Tonho e Melancia descendo o morro em São Jose dos Campos. Melancia, pra variar, fazendo graça montando a mula |
Quase todas as vezes que íamos fazer alguma investigação geotécnica nesta obra do duto, precisávamos colocar as ferramentas de sondagem no alto de um morro, em geral muito íngreme. Colocar as coisas a pé era penoso, e já estavam todos fatigados ao final da campanha.
Nosso colega Gilberto Marchioro tomou uma atitude ousada, como é do seu feitio, e contratou algumas mulas, com cangalha e tudo, pra auxiliar na empreitada. Quando vi a mula com o material, tive certeza: era uma operação de guerra.
Em várias situações, depois de verificarmos que o terreno era inacessível, procurávamos na região algum morador que tivesse mulas com cangalha: sempre tinha um.
Certa vez, procurávamos por uma mula numa estradinha perdida de um canto perdido de são Jose dos campos. Achamos um sitio num lugar muito bonito, cheio de mata e de água. Veio nos receber um dos filhos da dona, que soubemos depois ser pedreiro.
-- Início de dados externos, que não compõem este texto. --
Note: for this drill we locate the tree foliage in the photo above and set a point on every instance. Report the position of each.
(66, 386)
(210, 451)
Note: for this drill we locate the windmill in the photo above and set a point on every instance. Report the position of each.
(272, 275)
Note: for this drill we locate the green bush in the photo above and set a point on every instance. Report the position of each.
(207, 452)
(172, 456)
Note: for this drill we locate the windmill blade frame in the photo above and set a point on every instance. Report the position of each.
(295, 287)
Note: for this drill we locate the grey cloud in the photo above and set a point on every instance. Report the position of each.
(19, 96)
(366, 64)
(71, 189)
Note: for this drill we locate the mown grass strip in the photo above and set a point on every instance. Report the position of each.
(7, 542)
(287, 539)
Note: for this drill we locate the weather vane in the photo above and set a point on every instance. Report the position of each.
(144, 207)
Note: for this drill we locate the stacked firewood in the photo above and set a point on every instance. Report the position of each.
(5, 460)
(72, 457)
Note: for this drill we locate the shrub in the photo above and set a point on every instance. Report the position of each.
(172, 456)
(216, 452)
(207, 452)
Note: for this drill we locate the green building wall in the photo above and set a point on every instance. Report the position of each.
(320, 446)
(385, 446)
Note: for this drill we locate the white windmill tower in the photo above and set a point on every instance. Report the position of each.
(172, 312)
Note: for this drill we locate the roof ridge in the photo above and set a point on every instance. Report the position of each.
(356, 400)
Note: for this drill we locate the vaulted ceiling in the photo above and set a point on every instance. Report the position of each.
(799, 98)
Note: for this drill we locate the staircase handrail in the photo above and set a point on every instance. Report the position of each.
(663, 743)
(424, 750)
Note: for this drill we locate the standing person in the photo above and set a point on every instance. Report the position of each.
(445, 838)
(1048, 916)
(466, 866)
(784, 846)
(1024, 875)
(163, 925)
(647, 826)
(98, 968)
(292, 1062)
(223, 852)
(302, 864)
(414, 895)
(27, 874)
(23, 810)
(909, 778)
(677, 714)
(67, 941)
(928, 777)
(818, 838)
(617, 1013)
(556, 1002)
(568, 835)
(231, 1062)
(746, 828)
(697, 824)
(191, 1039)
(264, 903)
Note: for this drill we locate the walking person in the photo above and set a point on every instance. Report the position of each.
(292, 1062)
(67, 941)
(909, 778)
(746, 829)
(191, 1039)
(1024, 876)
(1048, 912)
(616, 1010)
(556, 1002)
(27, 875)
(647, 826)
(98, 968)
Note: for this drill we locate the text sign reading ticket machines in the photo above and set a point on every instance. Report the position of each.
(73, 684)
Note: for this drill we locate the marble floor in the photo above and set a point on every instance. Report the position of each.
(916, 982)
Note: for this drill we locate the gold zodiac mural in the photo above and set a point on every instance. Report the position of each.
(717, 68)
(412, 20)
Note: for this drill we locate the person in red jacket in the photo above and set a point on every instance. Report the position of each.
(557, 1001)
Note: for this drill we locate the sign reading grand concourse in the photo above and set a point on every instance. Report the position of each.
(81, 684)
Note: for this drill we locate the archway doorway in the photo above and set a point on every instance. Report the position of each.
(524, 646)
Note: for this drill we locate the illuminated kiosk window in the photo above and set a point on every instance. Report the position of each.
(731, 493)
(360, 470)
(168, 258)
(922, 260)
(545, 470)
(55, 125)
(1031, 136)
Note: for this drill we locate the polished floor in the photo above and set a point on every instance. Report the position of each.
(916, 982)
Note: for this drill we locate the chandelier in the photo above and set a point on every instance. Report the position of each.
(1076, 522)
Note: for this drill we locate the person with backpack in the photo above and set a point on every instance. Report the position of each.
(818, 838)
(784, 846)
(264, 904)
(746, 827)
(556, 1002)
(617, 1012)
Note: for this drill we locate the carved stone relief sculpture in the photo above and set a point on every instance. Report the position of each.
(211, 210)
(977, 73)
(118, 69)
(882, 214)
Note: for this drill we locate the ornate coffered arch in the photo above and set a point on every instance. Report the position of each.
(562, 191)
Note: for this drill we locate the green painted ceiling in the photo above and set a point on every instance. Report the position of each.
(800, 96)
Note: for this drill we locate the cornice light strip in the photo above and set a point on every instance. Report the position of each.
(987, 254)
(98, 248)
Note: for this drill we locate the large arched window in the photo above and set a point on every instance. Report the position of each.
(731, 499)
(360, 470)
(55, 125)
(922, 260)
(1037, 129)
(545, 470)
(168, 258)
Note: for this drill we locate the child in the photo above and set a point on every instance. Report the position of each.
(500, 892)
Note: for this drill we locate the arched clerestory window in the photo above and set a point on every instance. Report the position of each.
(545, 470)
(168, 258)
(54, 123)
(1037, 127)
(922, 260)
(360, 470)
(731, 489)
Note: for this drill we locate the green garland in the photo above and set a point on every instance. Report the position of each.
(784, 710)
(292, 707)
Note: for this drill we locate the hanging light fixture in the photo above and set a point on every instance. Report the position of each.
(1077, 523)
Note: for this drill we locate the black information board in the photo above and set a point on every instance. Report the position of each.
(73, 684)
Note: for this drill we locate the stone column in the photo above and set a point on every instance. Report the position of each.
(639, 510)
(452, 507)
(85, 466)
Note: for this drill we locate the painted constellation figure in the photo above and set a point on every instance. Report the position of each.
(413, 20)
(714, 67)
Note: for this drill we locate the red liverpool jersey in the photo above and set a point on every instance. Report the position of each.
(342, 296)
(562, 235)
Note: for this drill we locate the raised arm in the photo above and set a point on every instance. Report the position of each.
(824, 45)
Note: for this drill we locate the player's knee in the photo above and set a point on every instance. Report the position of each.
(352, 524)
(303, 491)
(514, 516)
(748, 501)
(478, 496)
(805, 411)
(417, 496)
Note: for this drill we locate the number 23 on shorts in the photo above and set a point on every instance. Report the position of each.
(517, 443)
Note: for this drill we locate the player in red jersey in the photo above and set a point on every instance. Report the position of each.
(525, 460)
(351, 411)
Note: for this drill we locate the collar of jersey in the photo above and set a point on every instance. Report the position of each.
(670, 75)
Quando conversamos sobre a mula, ele disse que tinha uma, mas não sabia botar cangalha. Nós também não, e tínhamos mais o que fazer. Recusamos a oferta.
No entanto, ao saber que precisávamos subir o morro levando a sonda, o cara se ofereceu: “eu e meus irmãos levamos isso pra vocês. Somos em oito”. “Oito, aqui?” perguntamos. Ao receber a confirmação, ficamos espantados com tanta gente, mas era difícil recusar uma oferta daquela: oito pessoas a ajudar a carregar nossas equipagens todas, era quase o paraíso.
À noite, ficamos comentando aquilo: falávamos sobre “os oito do sítio”, ríamos muito da situação. “Parece uma operação de guerra”, alguém completou. “ah, já sei, os oito de Navarone!”. E pronto, os oito do sitio ficaram conhecidos como “os Oito de Navarone”.
Acontece que no dia seguinte eu fui pra outro lugar, e não acompanhei a instalação do equipamento de sondagem no alto do morro. Quando, de noite, encontrei o meu amigo Rômulo, que estivera lá naquela frente de trabalho ajudando a instalar os equipamentos, perguntei dos Oito de Navarone. Ele fez uma cara de sacana, abriu uma risada, e me respondeu: “dos oito, só sobrou um!”. “Como assim?”, quis saber, intrigado.
“Pois é”, explicou ele, “quando o pessoal chegou aqui e viu a quantidade de coisa que tinha pra subir o morro, desistiram. Só ficou um deles, o mais velho, que era pedreiro em São Jose dos campos. Ele sozinho nos ajudou a levar as coisas. Ajudou muito”.
Era muita coisa mesmo. E o pessoal era tudo gente de cidade, pouco acostumados com trabalho bruto, caiu fora logo que viu. Mas a piada ficou: “Rômulo, e os oito de Navarone?” “Só sobrou um!” dizia ele, rindo e mostrando com os dedos quantos eram e quantos sobraram.
O trabalho era realmente bruto, quase uma operação de guerra, cruel e sem piedade. Coisa de gente doida mesmo. Ou trabalho pra mula, com cangalha e tudo. Até o pessoal de Navarone, dos oito só sobrou um. Coisa besta, sô!
(Estas crônicas eu escrevi quando trabalhava num projeto de gasoduto entre Atibaia e Sao José dos Campos, em São Paulo, no final de 2009.)